I went into the bank. When I got out, the ambulance was gone.

"Black." "White." I keep using those words in telling this story. I just want to say, a white man fell to the street in Paterson, New Jersey, and a group of black people gathered round, and did what they could to help him.

I'm not romanticizing Paterson. One of my students was mugged twice in my one day in Paterson. But this happens, too. Black people are kind, are helpful, do the right thing. Enough so that things should be different.

The work of Giovanna Cecchetti
I visited Giovanna, the Italian-American artist who lives upstairs. I had to return to her the blankets that she insisted on lending me when we were without heat or electricity for the better part of two weeks after Hurricane Sandy.

I was a bit nervous. Giovanna is an artist. What if I did not like her art? I had been in her apartment only once before, during the Sandy blackout, and I could not see her art then, because there was no light.

Also, Giovanna had told me that she has an attack cat, and I did not want to be attacked.

As soon as I entered the apartment, Giovanna's beautiful but vicious attack cat hissed at me. It's a long-haired black cat.

"Giovanna," I asked. "Why do you have such a vicious cat?"

She explained that Mike, the guy with the ponytail, had rescued Puss from the streets. He asked Giovanna to "foster" her until he found a home for her. It's been seven years.

Puss may have been abused, Giovanna said.

Mike never smiles, he moves like a bullet, and he wears leather jackets. He looks like a professional assassin. I see him putting out food for feral cats.

I wanted to offer Giovanna some thanks for lending me the blankets. I had tucked into them packages of chocolates, some of which had been sent to me by a kind Polish American woman, Anna Siemienowski Brzuza, who wanted to make sure that I'd have a nice package to open on Christmas day.

Giovanna and I chatted a bit. I need not have been nervous; I genuinely liked her artwork. I admired the view from her window. She sees what I see, only from higher up.
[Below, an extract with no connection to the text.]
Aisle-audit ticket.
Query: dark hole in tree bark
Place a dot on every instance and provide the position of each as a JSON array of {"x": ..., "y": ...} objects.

She took out her binoculars and showed me a squirrel's nest in a tree across the street. She handed me some walnuts in the shell she purchased for the squirrels. I offered to place the walnuts under the tree as Giovanna watched, to see if the squirrels found them.


I'm touched by the love and kindness I witnessed in Paterson yesterday.

Giovanna Cecchetti's webpage is here.

More of her art can be seen here.

A terrific photo, by BC Lorio, of Paterson, NJ Mayor Jeff Jones.
BC Lorio's work can be viewed here.


  1. Scary situation and heart-warming at the same time, that people (strangers) still care. I'm glad you put your feelings into words to share with us. You made me feel "there" watching everything unfold right along with you. I just don't understand about the wad of money. Did the young man drop it and the other 2 people were retrieving it for him, or were they stealing it while he was convulsing?

    1. Anna, thanks so much for reading and commenting. :-)

      My guess is that they were trying to help the guy, and they gave him the money back.